Studies of CO2 hydrogenation over cobalt/ceria catalysts with in situ characterization: the effect of cobalt loading and metal–support interactions on the catalytic activity

Abstract

The catalytic activities of cobalt/ceria catalysts (Co loadings of 1, 2 and 4 wt%) for CO₂ hydrogenation at 250 °C were measured. When catalyzed by samples with the same mass of cobalt, the CO₂ conversion showed a trend where 4 wt% ≈ 2 wt% > 1 wt%. XRD results combined with XANES data of pristine and reduced samples showed that the size of the cobalt particles was proportional to the admetal loading.

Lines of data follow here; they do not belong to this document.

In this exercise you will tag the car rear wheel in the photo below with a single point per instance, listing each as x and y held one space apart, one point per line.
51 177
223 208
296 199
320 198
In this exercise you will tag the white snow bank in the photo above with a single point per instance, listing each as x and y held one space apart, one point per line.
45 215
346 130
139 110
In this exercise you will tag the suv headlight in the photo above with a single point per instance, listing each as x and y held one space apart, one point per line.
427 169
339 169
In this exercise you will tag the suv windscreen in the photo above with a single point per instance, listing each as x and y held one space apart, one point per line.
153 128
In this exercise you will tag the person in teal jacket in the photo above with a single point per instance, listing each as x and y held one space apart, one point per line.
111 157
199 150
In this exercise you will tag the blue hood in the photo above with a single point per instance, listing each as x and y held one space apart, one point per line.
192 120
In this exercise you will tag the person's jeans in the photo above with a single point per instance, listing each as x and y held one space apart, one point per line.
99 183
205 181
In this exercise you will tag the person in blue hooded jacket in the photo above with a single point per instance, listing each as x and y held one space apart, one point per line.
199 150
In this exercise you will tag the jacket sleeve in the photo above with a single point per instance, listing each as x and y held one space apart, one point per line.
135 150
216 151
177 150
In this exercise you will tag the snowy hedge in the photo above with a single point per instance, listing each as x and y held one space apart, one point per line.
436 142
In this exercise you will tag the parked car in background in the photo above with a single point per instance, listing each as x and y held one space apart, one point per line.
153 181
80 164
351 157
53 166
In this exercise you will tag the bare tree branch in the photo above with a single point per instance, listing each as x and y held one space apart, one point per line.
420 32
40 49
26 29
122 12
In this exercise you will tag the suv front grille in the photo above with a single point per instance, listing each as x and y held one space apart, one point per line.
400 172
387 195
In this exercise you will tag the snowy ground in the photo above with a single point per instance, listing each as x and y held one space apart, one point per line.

Moreover, XANES data of reduced catalysts indicated that samples with higher loading have a higher percentage of metallic cobalt while a significant part of cobalt in the 1 wt%Co/CeO₂ sample remains as CoO_x after reduction. By analyzing EXAFS data, it was found that the Co–O bond in the 1 wt% and 2 wt%Co/CeO₂ was about 0.16 Å shorter than that of standard CoO, which explains its stability during the reduction process. The positive charge on the cobalt atoms substantially affected the surface chemistry of the CO₂ hydrogenation process. In situ DRIFTS experiments under reaction conditions showed that the Ce³⁺ site density on the surface of the 1 wt%Co/CeO₂ catalyst was much lower than that of the other two samples. In addition, formates were found to be spectators in the 1 wt% sample while they could be further hydrogenated in the 2 wt% and 4 wt%Co/CeO₂ surfaces. Based on these results, we propose that the strong perturbations on the structural and electronic properties, which cause positively charged cobalt atoms in the cobalt–ceria interface, make the highly dispersed cobalt on ceria less active for activating hydrogen leading to a lower CO₂ hydrogenation efficiency in the case of 1 wt%Co/CeO₂.